Mimo słabych wyników firm faktoringowych związanych z dużymi bankami, niezależni faktorzy wciąż biją rekordy
Potwierdziły się zapowiedzi specjalistów, którzy już pod koniec ubiegłego roku zapowiadali, że 2009 rok będzie wyzwaniem dla branży faktoringowej. Z danych Polskiego Związku Faktorów za I kw. tego roku wynika, że obroty 11. firm faktoringowych, zrzeszonych w PZF, wyniosły lekko poniżej 7 mld zł, tym samym notując spadek o ponad 484 mln zł w porówaniu z 2008 r. (ok. 6,5 proc.).
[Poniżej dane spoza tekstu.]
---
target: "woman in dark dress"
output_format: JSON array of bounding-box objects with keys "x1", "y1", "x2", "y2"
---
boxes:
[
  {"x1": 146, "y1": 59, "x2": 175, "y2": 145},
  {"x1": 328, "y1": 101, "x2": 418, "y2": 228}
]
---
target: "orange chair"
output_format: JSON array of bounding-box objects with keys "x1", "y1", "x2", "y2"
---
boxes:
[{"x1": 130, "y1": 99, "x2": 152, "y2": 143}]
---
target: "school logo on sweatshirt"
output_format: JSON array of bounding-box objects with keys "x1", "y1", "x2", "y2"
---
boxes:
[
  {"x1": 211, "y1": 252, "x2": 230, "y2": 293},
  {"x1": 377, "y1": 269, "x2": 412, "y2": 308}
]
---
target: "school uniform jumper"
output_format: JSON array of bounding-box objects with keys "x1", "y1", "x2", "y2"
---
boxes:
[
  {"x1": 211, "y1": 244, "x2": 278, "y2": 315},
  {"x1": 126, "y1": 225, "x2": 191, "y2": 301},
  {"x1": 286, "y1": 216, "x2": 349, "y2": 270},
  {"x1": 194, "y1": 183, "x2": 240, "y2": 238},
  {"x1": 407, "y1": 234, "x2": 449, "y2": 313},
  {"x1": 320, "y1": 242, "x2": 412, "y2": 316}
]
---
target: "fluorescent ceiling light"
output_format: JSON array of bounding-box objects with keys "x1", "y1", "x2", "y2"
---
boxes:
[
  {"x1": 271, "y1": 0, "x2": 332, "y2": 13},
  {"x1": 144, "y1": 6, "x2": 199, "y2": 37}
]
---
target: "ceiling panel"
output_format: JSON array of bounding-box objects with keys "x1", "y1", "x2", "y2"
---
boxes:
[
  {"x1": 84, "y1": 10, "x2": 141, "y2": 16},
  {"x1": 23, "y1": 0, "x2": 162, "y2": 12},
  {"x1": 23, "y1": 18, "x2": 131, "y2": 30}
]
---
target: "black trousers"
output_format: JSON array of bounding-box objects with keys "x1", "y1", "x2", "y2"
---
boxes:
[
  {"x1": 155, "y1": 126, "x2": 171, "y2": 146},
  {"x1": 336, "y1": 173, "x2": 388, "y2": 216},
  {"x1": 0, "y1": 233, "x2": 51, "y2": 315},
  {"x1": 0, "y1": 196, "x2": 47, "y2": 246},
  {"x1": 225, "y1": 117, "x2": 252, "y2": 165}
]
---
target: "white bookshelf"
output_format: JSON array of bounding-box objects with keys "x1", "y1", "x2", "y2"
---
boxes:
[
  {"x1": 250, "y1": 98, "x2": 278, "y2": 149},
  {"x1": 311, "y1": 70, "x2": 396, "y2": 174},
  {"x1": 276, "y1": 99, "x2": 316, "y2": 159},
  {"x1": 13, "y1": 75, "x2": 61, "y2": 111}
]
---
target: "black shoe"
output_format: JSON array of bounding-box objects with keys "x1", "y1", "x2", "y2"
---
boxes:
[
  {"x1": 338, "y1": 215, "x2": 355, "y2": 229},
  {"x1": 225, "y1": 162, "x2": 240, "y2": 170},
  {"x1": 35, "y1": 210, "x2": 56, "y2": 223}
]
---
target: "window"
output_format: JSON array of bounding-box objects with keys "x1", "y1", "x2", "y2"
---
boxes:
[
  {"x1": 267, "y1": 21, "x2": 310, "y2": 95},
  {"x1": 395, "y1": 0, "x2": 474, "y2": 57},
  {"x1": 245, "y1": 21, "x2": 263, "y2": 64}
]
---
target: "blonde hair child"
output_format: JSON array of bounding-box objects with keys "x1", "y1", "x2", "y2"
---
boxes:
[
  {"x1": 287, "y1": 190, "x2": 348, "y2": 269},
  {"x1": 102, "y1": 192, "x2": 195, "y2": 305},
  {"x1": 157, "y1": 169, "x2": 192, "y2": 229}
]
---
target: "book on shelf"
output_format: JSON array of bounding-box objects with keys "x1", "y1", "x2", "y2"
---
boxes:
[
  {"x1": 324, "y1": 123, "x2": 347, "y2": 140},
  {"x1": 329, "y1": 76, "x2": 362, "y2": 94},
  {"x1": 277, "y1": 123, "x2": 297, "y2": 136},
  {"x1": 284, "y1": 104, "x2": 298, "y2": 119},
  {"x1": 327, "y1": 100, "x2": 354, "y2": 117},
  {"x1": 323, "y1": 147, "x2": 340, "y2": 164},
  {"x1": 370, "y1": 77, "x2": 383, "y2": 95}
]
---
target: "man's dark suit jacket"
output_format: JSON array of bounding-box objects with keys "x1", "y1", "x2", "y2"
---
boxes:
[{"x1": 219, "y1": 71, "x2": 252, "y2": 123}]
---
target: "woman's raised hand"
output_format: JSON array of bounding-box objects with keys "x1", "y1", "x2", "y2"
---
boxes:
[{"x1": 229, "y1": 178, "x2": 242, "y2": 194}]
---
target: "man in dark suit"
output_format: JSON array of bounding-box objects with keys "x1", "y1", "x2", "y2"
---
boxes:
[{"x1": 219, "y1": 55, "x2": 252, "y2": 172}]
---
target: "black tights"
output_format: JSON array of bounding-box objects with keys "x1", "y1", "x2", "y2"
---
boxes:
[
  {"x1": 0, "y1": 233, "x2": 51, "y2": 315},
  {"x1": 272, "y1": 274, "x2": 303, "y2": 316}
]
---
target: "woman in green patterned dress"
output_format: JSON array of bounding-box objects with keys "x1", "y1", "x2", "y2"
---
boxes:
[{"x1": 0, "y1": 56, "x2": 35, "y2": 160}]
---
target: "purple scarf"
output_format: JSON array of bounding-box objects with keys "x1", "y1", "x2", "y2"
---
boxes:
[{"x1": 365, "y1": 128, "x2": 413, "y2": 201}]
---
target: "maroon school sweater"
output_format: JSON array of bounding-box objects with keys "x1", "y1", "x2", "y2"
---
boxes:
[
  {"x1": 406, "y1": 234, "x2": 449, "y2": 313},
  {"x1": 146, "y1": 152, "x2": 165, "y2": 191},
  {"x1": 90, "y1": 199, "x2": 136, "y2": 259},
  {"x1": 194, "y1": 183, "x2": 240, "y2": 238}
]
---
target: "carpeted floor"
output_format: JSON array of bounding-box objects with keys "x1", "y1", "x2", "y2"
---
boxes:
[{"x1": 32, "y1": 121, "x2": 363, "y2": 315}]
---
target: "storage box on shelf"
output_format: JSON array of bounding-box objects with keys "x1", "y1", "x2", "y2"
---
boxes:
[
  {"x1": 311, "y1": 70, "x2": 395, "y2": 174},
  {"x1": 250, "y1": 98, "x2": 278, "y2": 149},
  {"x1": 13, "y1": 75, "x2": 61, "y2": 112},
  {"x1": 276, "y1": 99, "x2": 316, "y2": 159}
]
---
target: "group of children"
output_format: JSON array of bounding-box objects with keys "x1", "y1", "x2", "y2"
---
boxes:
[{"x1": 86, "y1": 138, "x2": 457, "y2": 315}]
Stracili jednak najwięksi gracze na rynku – firmy faktoringowe związane z dużymi bankami. Zyskały – i to znacząco – niezależni faktorzy, tacy jak Coface Poland Factoring, Ifis Finance, SEB Commercial Fianance, Bibby Financial Services. Wzrost ich obrotów wynosi od 1 do nawet 74 proc. – średnio w grupie faktorów, którzy zyskali można mówić o kilkunastoprocentowym wzroście. Najwięcej stracili najwięksi gracze na rynku – ING Commercial Finance i Pekao Faktoring.
– Przypuszczam, że największe spadki obrotów to efekt wykruszenia się kilku dużych transakcji z branż, które najbardziej ucierpiały w kryzysie, a które stanowiły duży wolumen obrotów. Myślę jednak, że mimo wszystko, wyniki po I kw. nie są złe. Po pierwsze walczymy z kryzysem, a po drugie pierwszy kwartał jest zwykle okresem bardzo spokojnym w faktoringu – wyjaśnia Krzysztof Kuniewicz, dyrektor zarządzający Bibby Financial Services, która osiągnęła ponad 16 proc. wzrost obrotów w I kw. potwierdzając swoją mocną pozycję na rynku MSP.
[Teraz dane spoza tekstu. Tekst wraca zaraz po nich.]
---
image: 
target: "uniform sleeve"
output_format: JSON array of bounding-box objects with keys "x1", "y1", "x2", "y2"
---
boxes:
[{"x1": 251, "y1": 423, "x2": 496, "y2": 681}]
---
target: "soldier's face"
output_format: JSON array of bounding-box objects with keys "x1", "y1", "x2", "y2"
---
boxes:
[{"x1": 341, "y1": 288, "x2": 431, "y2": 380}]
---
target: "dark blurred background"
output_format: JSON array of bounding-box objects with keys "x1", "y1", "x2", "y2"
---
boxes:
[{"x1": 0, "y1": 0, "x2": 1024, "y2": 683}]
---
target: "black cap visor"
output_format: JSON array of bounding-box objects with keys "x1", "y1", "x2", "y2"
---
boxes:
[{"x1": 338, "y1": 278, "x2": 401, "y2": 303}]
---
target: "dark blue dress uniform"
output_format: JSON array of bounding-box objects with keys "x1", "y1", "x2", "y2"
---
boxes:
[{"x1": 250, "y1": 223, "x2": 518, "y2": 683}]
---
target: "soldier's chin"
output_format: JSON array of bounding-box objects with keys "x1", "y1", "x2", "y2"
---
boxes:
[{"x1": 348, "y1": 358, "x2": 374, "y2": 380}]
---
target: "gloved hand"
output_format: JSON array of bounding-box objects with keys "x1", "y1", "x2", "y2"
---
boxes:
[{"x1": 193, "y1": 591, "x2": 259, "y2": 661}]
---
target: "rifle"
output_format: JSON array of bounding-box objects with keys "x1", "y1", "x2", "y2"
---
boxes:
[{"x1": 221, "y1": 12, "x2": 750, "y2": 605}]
Faktorzy przewidują jednak, że tegoroczne wyniki będą lepsze niż prognozowane (PZF szcował 10-proc. wzrost branży w 2009r.). – Liczba zapytań wciąż nam rośnie. Po dwóch pierwszych miesiącach mamy ponad 50-proc. wzrost w porównaniu z analogicznym okresem 2008 r., a to daje dużo nadziei na dalszy wzrost obrotów – komentuje Krzysztof Kuniewicz.
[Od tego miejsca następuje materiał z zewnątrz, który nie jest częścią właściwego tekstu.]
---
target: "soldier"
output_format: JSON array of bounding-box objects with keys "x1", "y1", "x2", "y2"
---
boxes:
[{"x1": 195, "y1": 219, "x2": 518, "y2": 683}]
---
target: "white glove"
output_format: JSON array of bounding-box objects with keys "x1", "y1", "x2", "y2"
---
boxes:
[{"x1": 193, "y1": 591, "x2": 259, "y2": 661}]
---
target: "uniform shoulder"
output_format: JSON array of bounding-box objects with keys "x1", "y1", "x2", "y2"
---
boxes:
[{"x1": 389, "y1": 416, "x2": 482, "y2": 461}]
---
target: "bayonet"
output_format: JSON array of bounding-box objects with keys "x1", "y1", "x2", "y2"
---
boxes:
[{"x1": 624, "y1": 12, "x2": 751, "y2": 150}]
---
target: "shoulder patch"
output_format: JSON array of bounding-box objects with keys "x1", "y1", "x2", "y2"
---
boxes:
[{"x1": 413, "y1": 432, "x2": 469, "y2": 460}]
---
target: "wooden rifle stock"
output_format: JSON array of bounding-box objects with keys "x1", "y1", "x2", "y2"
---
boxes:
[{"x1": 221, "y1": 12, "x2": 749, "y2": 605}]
Faktoring polecany jest jak najbardziej dogodne źródło finansowania w trudnych czasach, m.in. dlatego, że jest to usługa elastyczna i zróżnicowana. W odróżnieniu od kredytu bankowego, faktoring umożliwia przedsiębiorcy szybki dostęp do środków finansowych zamrożonych w należnościach – firma dostaje od ręki silny zastrzyk finansowy (zwykle ok. 85% wartości faktur), który – w przeciwieństwie do kredytu – nie wymaga żadnych spłat i ustanawiania zabezpieczeń.
Faktoring jest rozwiązaniem dla praktycznie każdej branży – pod warunkiem, że odbiór towaru, czy też wykonanie usługi, jest dobrze udokumentowane, a wierzytelności wynikające ze sprzedaży są bezsporne.
Kryzys na rynku finansowym wpływa jednak także i na faktorów. – Faktoring to także ograniczone źródło finansowania i jeśli sektor bankowy się nie udrożni, za kilka miesięcy może zwyczajnie zabraknąć środków na dalsze wzrosty. Wtedy ci przedsiębiorcy, którzy zwlekają teraz, czekając na dalszy rozwój sytuacji, mogą mieć kłopot ze sfinansowaniem swoich należności – mówi Krzysztof Kuniewicz.